宇宙航空環境医学 Vol. 56, No. 4, 74, 2019

一般演題5

26. 骨格筋細胞可塑性発現におけるTRPV4と機械的刺激の受容

萩原 ありさ1,大野 善隆2,横山 真吾2,後藤 勝正1,2

1豊橋創造大学大学院健康科学研究科
2豊橋創造大学保健医療学部

A physiological role of mechanosensitive TRPV4 channel in skeletal muscle plasticity

Arisa Hagiwara1, Yoshitaka Ohno2, Shingo Yokoyama2, Katsumasa Goto1,2

1Graduate School of Health Sciences, Toyohashi SOZO University
2School of Health Sciences, Toyohashi SOZO University

宇宙環境環境への曝露は,骨格筋を萎縮させることはよく知られている。この骨格筋萎縮は,骨格筋への荷重の減少によるものと考えられ,身体を支える抗重力筋であるヒラメ筋に顕著に認められる。しかし,骨格筋に対する荷重減少を検出する仕組みは明らかとなっていない。Ca2+透過性イオンチャネルであるtransient receptor potential vanilloid 4(TRPV4)は,温熱や浸透圧刺激をはじめ機械的刺激によっても活性化する。
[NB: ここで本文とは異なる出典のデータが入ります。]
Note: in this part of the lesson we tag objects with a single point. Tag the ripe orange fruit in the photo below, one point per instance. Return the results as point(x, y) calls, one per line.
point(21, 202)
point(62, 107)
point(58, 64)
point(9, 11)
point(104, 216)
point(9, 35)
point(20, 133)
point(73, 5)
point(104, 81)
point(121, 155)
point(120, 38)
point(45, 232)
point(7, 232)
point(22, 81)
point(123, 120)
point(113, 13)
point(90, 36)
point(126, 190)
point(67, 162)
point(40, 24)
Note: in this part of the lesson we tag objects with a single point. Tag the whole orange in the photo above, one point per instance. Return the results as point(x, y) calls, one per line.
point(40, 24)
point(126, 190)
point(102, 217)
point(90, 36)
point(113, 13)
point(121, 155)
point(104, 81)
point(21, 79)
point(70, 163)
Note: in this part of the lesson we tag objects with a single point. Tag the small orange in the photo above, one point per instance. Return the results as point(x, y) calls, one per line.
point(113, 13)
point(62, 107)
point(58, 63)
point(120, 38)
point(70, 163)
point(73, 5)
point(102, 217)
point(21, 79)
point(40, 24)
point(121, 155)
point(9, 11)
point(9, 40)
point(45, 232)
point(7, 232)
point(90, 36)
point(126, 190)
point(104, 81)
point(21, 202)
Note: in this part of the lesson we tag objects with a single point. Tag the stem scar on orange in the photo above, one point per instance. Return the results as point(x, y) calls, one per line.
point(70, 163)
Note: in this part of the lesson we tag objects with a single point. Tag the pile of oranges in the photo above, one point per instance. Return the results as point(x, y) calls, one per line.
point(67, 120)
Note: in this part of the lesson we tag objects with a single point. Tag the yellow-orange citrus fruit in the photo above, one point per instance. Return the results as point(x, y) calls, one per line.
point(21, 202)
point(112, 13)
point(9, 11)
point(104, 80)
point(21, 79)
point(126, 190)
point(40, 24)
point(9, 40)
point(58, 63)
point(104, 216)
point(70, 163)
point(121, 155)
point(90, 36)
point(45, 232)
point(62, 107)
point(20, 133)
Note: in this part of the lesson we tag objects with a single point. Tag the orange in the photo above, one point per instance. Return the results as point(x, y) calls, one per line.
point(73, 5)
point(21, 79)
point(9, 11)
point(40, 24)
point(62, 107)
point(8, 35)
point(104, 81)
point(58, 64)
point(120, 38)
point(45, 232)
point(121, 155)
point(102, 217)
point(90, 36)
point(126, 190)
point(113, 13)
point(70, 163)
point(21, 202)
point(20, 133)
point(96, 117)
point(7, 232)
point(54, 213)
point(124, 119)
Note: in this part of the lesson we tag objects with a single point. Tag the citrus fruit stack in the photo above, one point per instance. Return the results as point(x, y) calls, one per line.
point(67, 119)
骨格筋細胞にTRPV4は発現し,遺伝子変異により特徴的な病態を示すことが知られている。しかし,骨格筋細胞の可塑性発現におけるTRPV4の生理作用には不明な点が多い。そこで本研究では,培養骨格筋モデルを用いて,筋管細胞の形態維持におけるTRPV4チャネルの生理的役割を追究した。実験には,マウス筋芽由来C2C12筋芽細胞を用いた。筋管細胞への分化を誘導後,異なる濃度のTRPV4アゴニストあるいはアンタゴニストを培地に添加し,TRPV4チャネルを活性化あるいは不活性化した。なお,対照群にはdimethyl sulfoxide(DMSO)を同量添加した。また,RNA干渉法によりTRPV4ノックダウンを行い,TRPV4ノックダウンが筋管形成に及ぼす影響を評価した。さらに,マウス骨格筋由来筋芽細胞から筋管細胞誘導後,伸展刺激(3%, 6%, 9%)を負荷し,筋管細胞へのCa2+流入をCa2+蛍光指示薬Fura-2AMを用いてライブイメージングを行った。アンタゴニスト添加では筋管形成が抑制され,筋総タンパク量も有意に減少した(p<0.05)。さらに,siRNAによるTRPV4ノックダウンは,C2C12筋管細胞への分化を部分的に抑制した。また,伸展刺激およびTRPV4チャネルアゴニストは,マウス骨格筋由来筋管細胞へのCa2+流入を促した。一方,TRPV4チャネルアンタゴニストは,ストレッチによる筋管細胞へのCa2+流入を抑制した。以上より,骨格筋細胞においてTRPV4チャネルは,機械的刺激受容Ca2+チャネルとして機能し,骨格筋細胞の可塑性発現に関与していることが示唆された。